Oliver F. Roddey '50
Roddey won more state tennis championships than any other male player in North Carolina. He was a junior champion at age 14 and later ranked No. 1 in the South for men. He played No. 1 at Davidson four years and won the Southern Conference singles and doubles championships in 1950. He's one of the original members of the North Carolina Tennis Hall of Fame. Roddey was undefeated in North Carolina tournaments (1947-52) and the first North Carolinian named to the Junior Davis Cup Team in 1948.

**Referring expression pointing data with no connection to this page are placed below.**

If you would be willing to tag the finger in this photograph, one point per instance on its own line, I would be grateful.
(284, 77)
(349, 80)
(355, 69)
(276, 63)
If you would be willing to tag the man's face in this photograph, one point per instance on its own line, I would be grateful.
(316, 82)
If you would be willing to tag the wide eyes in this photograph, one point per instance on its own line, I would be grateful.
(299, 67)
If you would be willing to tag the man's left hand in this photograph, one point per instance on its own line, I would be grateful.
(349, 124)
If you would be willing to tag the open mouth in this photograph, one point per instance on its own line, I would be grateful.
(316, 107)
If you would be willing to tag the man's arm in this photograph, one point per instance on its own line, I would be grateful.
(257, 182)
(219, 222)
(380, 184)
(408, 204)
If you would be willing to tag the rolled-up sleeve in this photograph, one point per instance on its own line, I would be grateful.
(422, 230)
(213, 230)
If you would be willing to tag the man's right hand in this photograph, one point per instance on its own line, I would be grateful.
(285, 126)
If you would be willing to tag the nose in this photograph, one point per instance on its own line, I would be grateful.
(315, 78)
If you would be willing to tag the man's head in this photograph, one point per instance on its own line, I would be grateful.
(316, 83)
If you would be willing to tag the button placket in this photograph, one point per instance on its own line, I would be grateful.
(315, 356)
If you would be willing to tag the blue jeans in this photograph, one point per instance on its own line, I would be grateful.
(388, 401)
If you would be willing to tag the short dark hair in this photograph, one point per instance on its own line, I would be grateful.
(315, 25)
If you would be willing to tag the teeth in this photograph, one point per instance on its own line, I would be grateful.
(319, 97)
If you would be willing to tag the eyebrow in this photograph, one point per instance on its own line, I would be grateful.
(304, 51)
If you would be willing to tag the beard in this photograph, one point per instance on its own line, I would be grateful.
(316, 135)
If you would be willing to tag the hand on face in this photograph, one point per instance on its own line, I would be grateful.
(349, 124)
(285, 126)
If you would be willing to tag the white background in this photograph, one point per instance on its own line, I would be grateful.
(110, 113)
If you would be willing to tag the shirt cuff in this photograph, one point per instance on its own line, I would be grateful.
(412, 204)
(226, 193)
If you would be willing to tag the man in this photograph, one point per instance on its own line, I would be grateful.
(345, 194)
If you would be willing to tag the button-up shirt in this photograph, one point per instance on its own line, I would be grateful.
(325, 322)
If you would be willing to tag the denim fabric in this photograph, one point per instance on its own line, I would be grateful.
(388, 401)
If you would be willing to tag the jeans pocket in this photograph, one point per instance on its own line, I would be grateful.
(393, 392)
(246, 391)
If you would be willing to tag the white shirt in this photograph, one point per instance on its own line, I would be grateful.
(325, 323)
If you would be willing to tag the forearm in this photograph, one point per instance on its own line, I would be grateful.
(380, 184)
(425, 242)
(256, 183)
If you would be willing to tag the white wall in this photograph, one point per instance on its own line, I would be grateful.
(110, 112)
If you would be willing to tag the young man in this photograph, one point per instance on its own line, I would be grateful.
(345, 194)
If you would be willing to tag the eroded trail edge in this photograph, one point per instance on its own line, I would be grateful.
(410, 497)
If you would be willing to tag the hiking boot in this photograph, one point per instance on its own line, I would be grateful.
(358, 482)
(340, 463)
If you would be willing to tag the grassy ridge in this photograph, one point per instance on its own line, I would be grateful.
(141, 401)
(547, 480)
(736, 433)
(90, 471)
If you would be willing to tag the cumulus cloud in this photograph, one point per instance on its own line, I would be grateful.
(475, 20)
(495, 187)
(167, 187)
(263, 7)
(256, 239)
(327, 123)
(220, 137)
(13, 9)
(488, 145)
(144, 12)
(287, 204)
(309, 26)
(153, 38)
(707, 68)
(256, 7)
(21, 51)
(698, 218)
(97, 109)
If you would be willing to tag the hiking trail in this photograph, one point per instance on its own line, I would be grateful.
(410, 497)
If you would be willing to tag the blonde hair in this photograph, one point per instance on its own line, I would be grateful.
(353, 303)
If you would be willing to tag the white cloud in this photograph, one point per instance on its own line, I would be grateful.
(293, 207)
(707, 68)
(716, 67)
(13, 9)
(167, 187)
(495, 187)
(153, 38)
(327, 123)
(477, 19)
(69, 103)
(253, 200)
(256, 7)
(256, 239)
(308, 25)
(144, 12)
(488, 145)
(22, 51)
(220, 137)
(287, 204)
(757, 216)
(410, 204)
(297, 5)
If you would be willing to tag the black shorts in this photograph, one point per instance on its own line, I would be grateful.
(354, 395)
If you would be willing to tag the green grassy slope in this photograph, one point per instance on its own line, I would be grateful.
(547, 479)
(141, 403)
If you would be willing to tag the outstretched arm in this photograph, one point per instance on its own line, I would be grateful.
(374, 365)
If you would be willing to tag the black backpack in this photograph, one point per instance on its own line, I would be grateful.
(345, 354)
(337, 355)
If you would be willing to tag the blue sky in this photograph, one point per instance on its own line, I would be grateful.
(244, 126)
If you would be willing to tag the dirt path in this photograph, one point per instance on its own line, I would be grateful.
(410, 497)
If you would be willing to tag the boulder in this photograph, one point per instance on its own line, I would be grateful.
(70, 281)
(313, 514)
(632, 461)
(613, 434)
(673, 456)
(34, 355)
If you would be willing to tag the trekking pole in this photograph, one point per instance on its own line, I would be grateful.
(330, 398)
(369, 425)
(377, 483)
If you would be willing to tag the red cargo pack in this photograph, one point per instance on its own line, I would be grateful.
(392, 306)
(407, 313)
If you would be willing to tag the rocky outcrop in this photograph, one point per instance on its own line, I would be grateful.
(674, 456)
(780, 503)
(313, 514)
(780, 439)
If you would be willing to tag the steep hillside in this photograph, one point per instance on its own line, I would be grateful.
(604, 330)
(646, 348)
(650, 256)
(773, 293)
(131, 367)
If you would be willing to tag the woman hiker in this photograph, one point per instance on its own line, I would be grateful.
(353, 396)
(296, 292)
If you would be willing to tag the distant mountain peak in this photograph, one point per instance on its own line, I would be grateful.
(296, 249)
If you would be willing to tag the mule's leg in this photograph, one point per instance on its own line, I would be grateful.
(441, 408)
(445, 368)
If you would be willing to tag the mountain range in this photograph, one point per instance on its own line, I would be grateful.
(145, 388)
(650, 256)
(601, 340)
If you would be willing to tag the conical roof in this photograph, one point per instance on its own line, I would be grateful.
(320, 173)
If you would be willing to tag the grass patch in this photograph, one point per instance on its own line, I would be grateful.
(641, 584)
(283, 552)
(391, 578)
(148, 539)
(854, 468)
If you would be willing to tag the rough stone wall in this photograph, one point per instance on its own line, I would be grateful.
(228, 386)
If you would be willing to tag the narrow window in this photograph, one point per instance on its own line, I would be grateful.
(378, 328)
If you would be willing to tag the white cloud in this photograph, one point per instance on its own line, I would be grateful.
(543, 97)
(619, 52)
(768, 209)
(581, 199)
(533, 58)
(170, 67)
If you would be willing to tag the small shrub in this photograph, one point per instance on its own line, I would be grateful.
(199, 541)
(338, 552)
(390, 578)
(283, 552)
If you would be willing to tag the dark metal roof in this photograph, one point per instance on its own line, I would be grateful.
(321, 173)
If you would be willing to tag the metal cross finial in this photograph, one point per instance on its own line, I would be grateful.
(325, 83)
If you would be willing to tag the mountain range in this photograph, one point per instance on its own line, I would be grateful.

A 1930 graduate of Kansas State Teachers College, Scott was the first non-Davidson Hall of Fame inductee. Davidson College enjoyed many of its greatest athletic achievements with Dr. Tom Scott as Director of Athletics from 1954 until 1975. He was golf coach of five Southern Conference champions and hired Charles G. "Lefty" Driesell, who guided the Wildcats to national Top 10 rankings and three NCAA bids in nine seasons. Dr. Scott served as chairman of the prestigious NCAA Basketball Committee and helped bring many NCAA events to North Carolina, including the 1974 and 1984 Final Four. Scott died in 1993, and each year the Davidson Athletic Foundation holds a golf tournament in his name to honor one of great contributors to Davidson athletics.
Richard J. Snyder '66
Snyder led Davidson to its first Southern Conference basketball championship and NCAA playoff bid in 1966. That same year he was first team All-American, Southern Conference Athlete of the Year and Basketball Player of the Year. Snyder also starred in baseball for the Wildcats. He was chosen high in the NBA draft and played 13 professional seasons. Snyder ranked 17th in NBA career scoring when he retired.
A. Heath Whittle '30
Whittle starred at Davidson in track and once scored 25 points in a single meet. In 1928 he tied the World record in the 70-yard indoor hurdles in a meet at West Virginia. Whittle was track and cross country coach at Davidson from 1930 until 1972 and served the Wildcats as Assistant Director of Athletics. One of Whittle's inventions - the Freshman Cake Race - is still part of Davidson's tradition. Whittle also was selected as a member of the Helms Athletic Foundation Track and Field Hall of Fame.